Hodgson was a big, burly, vigorous man with a fresh, ruddy face and a shock of sandy brown hair. Born in Melbourne, Australia, in 1855, the son of a wool importer, he’d considered becoming a lawyer, graduating from the University of Melbourne with a law degree—but decided practicing law didn’t seem intellectually stimulating enough. He decided, instead, on graduate work at St. John’s College, Cambridge, choosing the school because his favorite poet, William Wordsworth, was an alumnus. Hodgson had read nothing better than Wordsworth’s lyrical odes to nature, the poet’s assertion that “One impulse from a vernal wood/may teach you more of man/of moral evil and of good/than all the sages can.” He hoped, eventually, to hear and learn from nature as Wordsworth did. In fact, he scheduled time for it in his daily plans. Hodgson was—as Sidgwick had noted—ever disciplined in his habits, always determined in approaching his goals.
He got up at 7:30 every morning. He had breakfast at 8:00 a.m.: “one raw egg in one half pint milk, one slice of bread, one and a half cups of tea.” He read till nine, worked on essays and letters until noon.

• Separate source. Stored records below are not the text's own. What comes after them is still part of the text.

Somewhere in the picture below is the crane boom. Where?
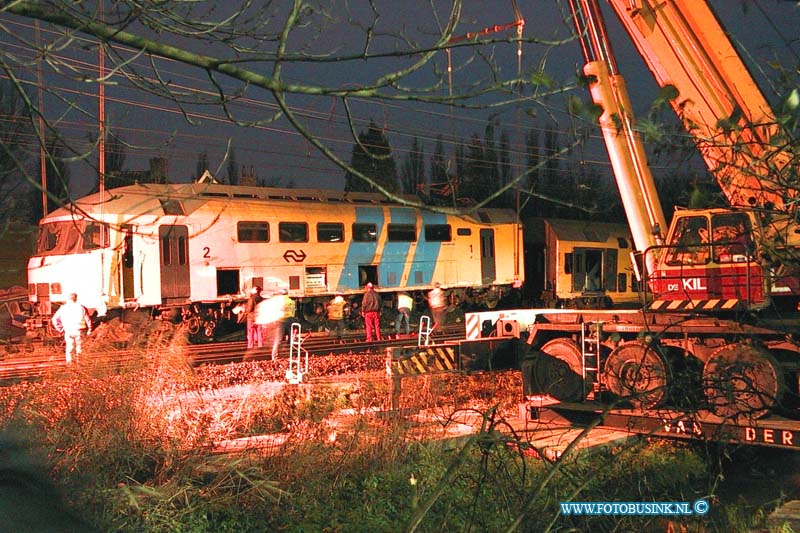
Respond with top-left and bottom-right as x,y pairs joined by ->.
608,0 -> 797,211
570,0 -> 667,278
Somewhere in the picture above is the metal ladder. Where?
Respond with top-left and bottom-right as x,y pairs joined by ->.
581,322 -> 603,400
286,322 -> 308,385
417,315 -> 431,346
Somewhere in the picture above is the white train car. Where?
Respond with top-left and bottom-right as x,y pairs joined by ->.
28,183 -> 524,336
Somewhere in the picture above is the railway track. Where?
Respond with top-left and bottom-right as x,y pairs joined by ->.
0,325 -> 464,385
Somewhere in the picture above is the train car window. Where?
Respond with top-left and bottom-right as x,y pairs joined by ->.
62,223 -> 83,253
178,235 -> 189,265
161,234 -> 172,266
236,221 -> 269,242
425,224 -> 453,242
278,222 -> 308,242
36,224 -> 62,254
353,223 -> 378,242
83,222 -> 108,250
317,222 -> 344,242
386,224 -> 417,242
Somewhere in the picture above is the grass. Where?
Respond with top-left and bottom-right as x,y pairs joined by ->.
0,334 -> 792,532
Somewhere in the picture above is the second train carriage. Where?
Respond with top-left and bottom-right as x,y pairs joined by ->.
28,179 -> 524,334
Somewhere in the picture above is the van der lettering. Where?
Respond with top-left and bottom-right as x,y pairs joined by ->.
663,420 -> 703,437
744,428 -> 795,446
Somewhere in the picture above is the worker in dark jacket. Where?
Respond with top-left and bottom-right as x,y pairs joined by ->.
361,283 -> 381,342
244,286 -> 264,348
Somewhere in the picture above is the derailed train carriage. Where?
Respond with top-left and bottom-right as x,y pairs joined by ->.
27,182 -> 524,337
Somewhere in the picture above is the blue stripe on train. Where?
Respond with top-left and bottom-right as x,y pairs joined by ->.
408,211 -> 447,285
378,207 -> 419,288
334,207 -> 384,290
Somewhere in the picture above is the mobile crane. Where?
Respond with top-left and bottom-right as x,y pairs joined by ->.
523,0 -> 800,420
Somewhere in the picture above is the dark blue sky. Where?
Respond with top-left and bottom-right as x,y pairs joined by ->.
0,0 -> 800,193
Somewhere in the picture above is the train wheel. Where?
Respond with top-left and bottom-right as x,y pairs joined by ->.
533,339 -> 584,402
603,341 -> 670,409
703,343 -> 784,420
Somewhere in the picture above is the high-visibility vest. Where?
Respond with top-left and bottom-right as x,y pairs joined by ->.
328,296 -> 345,320
397,294 -> 414,311
283,296 -> 297,318
428,287 -> 447,309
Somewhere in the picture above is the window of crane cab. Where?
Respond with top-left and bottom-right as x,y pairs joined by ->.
317,222 -> 344,242
278,222 -> 308,242
711,213 -> 753,263
386,224 -> 417,242
667,216 -> 710,266
83,222 -> 109,251
236,220 -> 269,242
353,223 -> 378,242
425,224 -> 453,242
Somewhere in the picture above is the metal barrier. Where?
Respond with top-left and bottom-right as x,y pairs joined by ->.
286,322 -> 308,385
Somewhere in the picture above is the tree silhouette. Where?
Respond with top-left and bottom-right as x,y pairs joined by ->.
344,122 -> 398,193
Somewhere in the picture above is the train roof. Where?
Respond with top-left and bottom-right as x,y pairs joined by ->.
524,218 -> 631,242
47,182 -> 516,224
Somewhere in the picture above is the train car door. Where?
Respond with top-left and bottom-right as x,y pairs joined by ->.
122,224 -> 135,300
158,226 -> 189,303
481,229 -> 497,285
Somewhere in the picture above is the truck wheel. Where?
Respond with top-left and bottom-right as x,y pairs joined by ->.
703,343 -> 784,420
603,341 -> 670,409
532,338 -> 585,402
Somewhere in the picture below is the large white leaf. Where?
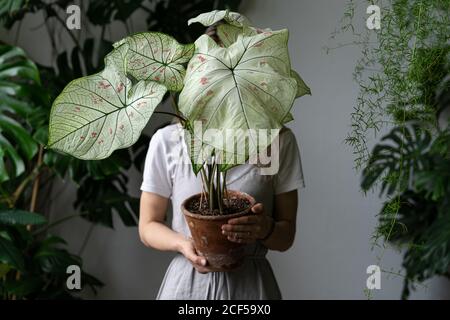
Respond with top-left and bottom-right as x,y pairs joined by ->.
188,10 -> 251,27
48,44 -> 167,159
115,32 -> 194,91
179,30 -> 297,162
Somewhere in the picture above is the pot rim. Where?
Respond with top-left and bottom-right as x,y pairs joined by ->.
181,190 -> 256,220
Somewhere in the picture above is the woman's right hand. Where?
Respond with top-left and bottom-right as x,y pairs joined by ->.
179,238 -> 212,273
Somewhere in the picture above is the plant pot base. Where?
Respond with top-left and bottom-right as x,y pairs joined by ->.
181,190 -> 255,271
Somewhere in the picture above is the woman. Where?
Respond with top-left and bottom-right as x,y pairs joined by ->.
139,28 -> 304,300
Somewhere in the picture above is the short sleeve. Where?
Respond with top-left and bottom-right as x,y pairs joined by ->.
141,130 -> 172,198
274,129 -> 305,194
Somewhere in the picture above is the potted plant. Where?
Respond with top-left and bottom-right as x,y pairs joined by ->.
48,10 -> 310,270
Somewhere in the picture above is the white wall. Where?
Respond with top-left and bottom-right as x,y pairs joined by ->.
1,0 -> 450,299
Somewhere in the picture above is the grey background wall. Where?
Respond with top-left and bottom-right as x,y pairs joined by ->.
0,0 -> 450,299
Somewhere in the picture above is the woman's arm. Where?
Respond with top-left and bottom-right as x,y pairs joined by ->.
139,192 -> 214,273
222,190 -> 298,251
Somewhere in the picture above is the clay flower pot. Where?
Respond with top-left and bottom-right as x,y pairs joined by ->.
181,190 -> 255,271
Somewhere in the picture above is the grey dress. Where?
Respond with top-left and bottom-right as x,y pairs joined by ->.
141,124 -> 304,300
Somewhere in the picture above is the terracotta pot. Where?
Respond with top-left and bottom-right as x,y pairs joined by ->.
181,190 -> 255,271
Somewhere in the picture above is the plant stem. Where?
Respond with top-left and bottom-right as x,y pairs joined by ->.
34,213 -> 86,234
215,164 -> 223,214
153,111 -> 186,122
27,145 -> 44,212
10,163 -> 42,208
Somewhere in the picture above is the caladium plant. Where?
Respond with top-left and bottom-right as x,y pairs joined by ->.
48,10 -> 310,212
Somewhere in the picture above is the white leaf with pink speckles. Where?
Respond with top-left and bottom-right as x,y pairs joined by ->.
188,10 -> 251,27
48,44 -> 167,159
116,32 -> 194,91
179,29 -> 297,160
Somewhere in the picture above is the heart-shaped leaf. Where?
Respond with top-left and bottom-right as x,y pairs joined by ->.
179,30 -> 297,164
48,44 -> 167,159
115,32 -> 194,91
0,209 -> 47,225
0,45 -> 42,182
188,10 -> 251,27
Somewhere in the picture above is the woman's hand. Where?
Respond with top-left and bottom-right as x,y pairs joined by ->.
179,238 -> 212,273
222,203 -> 274,243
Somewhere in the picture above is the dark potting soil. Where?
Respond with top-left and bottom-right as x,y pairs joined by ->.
186,197 -> 250,216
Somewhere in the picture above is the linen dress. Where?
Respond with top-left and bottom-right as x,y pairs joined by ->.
141,124 -> 304,300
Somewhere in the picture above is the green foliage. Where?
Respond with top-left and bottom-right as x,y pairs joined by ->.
0,0 -> 240,299
335,0 -> 450,298
48,10 -> 310,214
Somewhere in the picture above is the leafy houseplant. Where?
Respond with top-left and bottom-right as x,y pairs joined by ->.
0,0 -> 240,299
328,0 -> 450,298
48,10 -> 309,269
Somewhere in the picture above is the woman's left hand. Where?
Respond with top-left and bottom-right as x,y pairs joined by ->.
222,203 -> 274,243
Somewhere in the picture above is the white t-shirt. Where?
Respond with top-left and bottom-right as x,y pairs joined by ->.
141,124 -> 304,300
141,124 -> 304,235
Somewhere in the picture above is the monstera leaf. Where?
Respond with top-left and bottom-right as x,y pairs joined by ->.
0,45 -> 40,182
48,44 -> 167,159
179,30 -> 297,166
115,32 -> 194,91
188,10 -> 251,27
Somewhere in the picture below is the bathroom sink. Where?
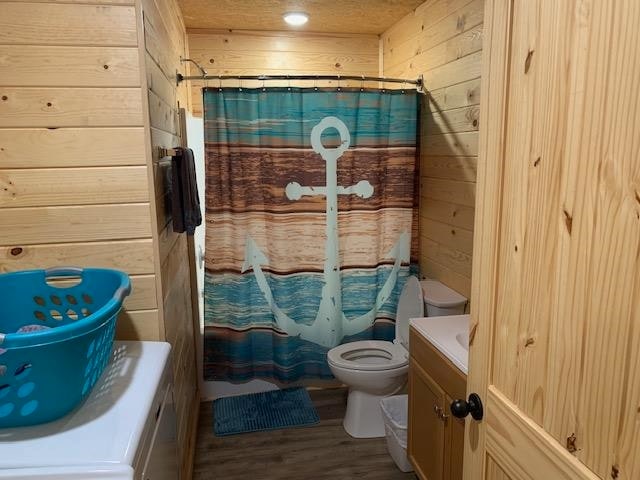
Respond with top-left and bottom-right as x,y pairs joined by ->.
409,315 -> 469,375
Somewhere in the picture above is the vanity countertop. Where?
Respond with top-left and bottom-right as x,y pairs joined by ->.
409,315 -> 469,375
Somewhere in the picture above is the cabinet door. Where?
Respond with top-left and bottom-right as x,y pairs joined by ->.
408,358 -> 445,480
444,395 -> 464,480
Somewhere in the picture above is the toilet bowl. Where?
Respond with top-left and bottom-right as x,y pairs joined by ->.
327,277 -> 424,438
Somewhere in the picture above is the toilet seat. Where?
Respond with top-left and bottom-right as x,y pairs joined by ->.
327,340 -> 409,371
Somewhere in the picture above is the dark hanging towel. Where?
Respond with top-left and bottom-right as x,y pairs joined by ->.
171,148 -> 202,235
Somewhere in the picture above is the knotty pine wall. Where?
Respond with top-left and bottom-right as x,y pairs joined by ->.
382,0 -> 484,297
188,30 -> 380,116
0,0 -> 160,339
140,0 -> 200,478
0,0 -> 199,472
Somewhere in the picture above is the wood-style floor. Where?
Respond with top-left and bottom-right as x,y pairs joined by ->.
193,388 -> 416,480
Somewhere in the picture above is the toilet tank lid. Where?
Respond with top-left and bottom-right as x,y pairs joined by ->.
420,280 -> 467,308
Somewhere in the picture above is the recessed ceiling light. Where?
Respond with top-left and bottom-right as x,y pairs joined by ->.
283,12 -> 309,27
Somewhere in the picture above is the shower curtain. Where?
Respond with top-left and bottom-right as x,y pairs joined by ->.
204,88 -> 418,383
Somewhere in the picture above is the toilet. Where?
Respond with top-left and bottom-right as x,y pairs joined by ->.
327,276 -> 467,438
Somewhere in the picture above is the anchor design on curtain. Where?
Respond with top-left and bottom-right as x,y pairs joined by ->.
242,116 -> 411,348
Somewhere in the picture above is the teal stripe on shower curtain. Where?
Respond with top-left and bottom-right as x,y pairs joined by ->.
204,88 -> 418,382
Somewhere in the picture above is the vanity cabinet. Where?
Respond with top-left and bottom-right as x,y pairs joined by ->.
408,327 -> 467,480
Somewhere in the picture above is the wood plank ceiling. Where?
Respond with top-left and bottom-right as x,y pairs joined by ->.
179,0 -> 424,35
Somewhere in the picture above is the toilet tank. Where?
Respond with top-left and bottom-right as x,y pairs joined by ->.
420,280 -> 467,317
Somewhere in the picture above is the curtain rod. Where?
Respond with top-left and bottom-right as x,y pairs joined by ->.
176,73 -> 423,89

He had bread and tea for lunch. He lounged and read “fiction or light poetry” till 3:45. He played lawn tennis until dinner. He went to a gym where he boxed three times a week, or fenced, or worked out with dumbbells. At 9:00 p.m. he had a supper of bread, eggs, and tea. He read poetry until bedtime, usually by 11:30. He allowed himself one cigarette before sleep. “Regularity for the organism is everything,” he wrote his best friend in Australia, a fellow law student named James Hackett who had decided to remain there and become a lawyer.
Only nature and poetry, his two abiding loves, could cause Hodgson to slip a little from his standards of activity. “I do enjoy a leisurely walk home from lecture these days,” Hodgson wrote to Jimmy Hackett. “The sunlight goes right through me.” He read Wordsworth, Browning, Tennyson; he snuck in some hours to write his own doggerel verse, which betrayed a lurking, ironic sense of humor and a keen interest in ongoing debate over Darwinian evolution:
The Bishop knows better; for Huxley and Tyndall
Have shown him that man goes away like a fly;
And seeing the soul’s such a regular swindle,
He’ll eat and he’ll drink and tomorrow he’ll die.
We’ll prove you and I by a laudanum potion
The body is just what we always have thought her
A middling arrangement of molecule motion
Amm
onia, and carbonic acid and water.
Hodgson worried about Hackett’s lack of mental stimulation, mired in the dull practice of the law. He promised to write his friend about all the interesting philosophical questions that came up at Cambridge and the personal ones. “Thy brain shall not be dormant while I live, O Jimmy!”
HODGSON KNEW he lacked the proper philosophy student’s attitude, which he described as sitting at the professor’s feet, and he knew he annoyed Sidgwick. “I was rather amused,” Hodgson wrote home, “because he seems a goodly fellow and I thought I detected a feeling that he had better be rough with me with the intention of diminishing my confidence.”
But in this, he underestimated his philosophy professor. Sidgwick saw in the young Australian much more than an inflated ego. He saw a smart, decent, hardworking man—and a natural investigator. He’d been looking for someone like Hodgson. He had a project in mind, the SPR’s most ambitious investigation to date.
As had so many others, Richard Hodgson found himself persuaded by Henry Sidgwick. By December 1884, the young Australian scholar was in Bombay, India, on an expedition financed by his philosophy professor, in pursuit of an elusive but influential psychic.